The rate of a certain reaction is given by the following rate law:
rate=k[N2]^3[O3]
Use this information to answer the question below.
At a certain concentration of N2 and O3, the initial rate of reaction is 0.780 M / s. What would the initial rate of the reaction be if the concentration of N2 were halved? Round your answer to significant digits.
If the rate law is given by rate = k[N2]^3[O3], we can assume that the rate constant k and the concentration of O3 are constant.
If the concentration of N2 is halved, it means that [N2] becomes half of its initial concentration.
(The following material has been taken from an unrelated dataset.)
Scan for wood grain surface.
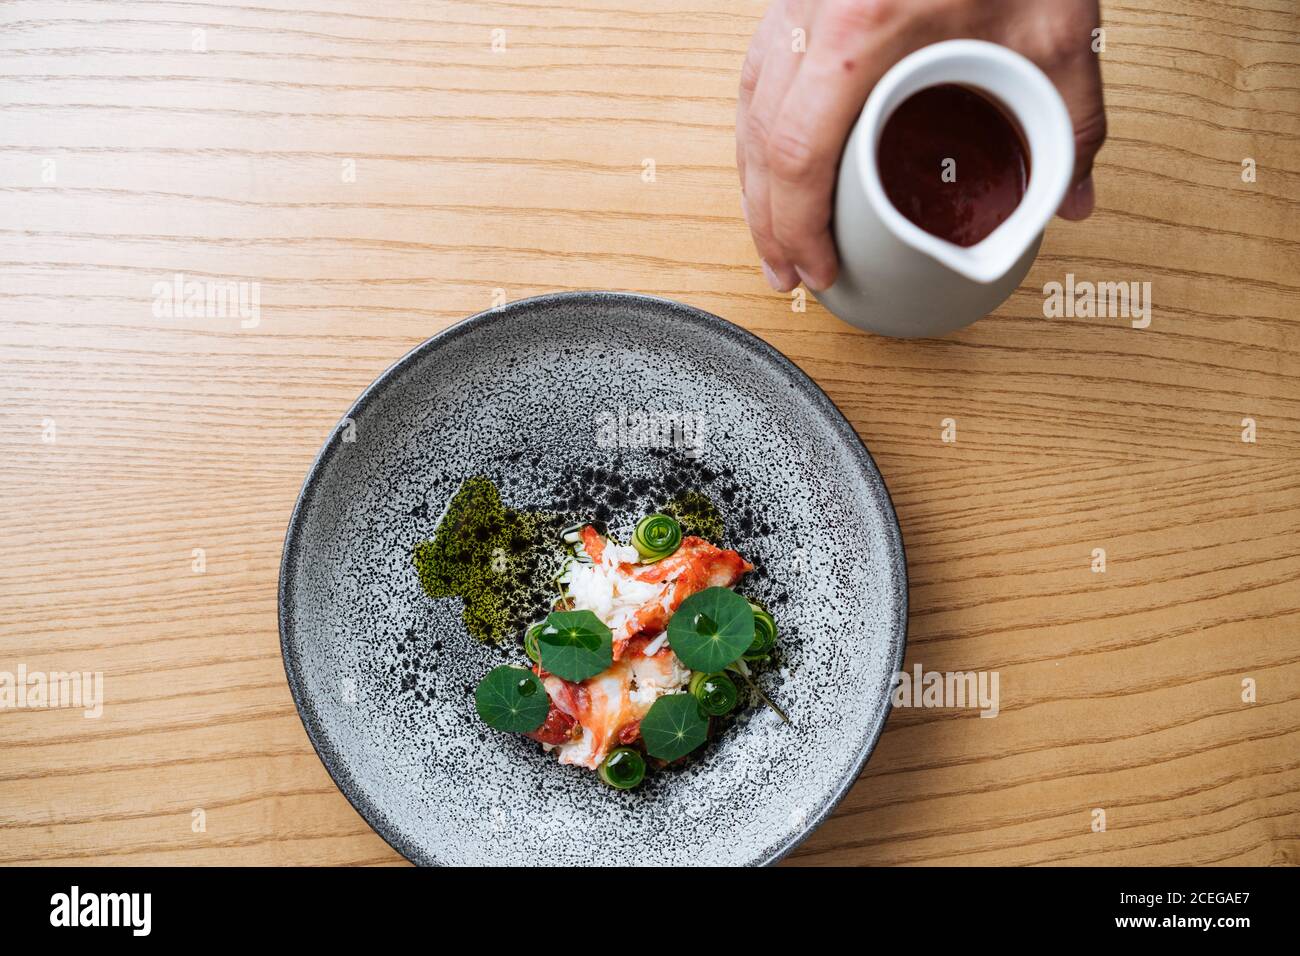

Let's call the initial concentration of N2 as [N2]1 and the halved concentration as [N2]2 = [N2]1 / 2.
Using the rate law, we can compare the initial rates of the reaction:
rate1 = k[N2]1^3[O3]
rate2 = k[N2]2^3[O3]
Substituting [N2]2 = [N2]1 / 2 into rate2:
rate2 = k([N2]1 / 2)^3[O3]
= (k[N2]1^3[O3]) / 8
Since the concentration of O3 and k are constant, we can see that rate2 is 1/8 of rate1.
Therefore, if the concentration of N2 is halved, the initial rate of the reaction would be 0.780 M/s / 8 = 0.098 M/s.